People may be surprised to know how much bell hooks loves men–especially black men–but she does.
I say surprised, because the general tendency–especially among men–is to confuse feminist politics and political activism with being anti-men.
So if you couple this tendency (to conflate feminist politics with being anti-men) with the undeniably harsh realities that confront black men in America, then it is easy to see how decades of political activism to teach and educate about patriarchy and sexism in the lives of black folks could cause some people to view bell hooks as being anti-black men.
But nothing could be further from the truth.
In fact, a very important part of bell hooks’ intellectual and political project over the years has been to create spaces for men–especially men of color–to do the critical work of examining masculinities and sexualities.
On the one hand, black feminist scholars and activists have always had to point out the systematic advantages that black men have in relation to black women.

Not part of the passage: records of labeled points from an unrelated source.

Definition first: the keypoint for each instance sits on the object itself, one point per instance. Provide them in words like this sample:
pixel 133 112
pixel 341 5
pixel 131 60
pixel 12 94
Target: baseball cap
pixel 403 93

On the other hand, not many have taken the time to dedicate an entire book to exploring the complex issues that black men face in America.
Yet, this is precisely what bell does in her book We Real Cool: Black Men & Masculinity.
But she does expect men to be part of the movement. In her essay, “Men in Feminist Struggle–The Necessary Movement” she points out the limitations of traditional feminist theory in it’s inability to engage and re-conceptualize masculinity, and she talks passionately about her “deeply felt conviction” that men must play an active role in feminist struggle.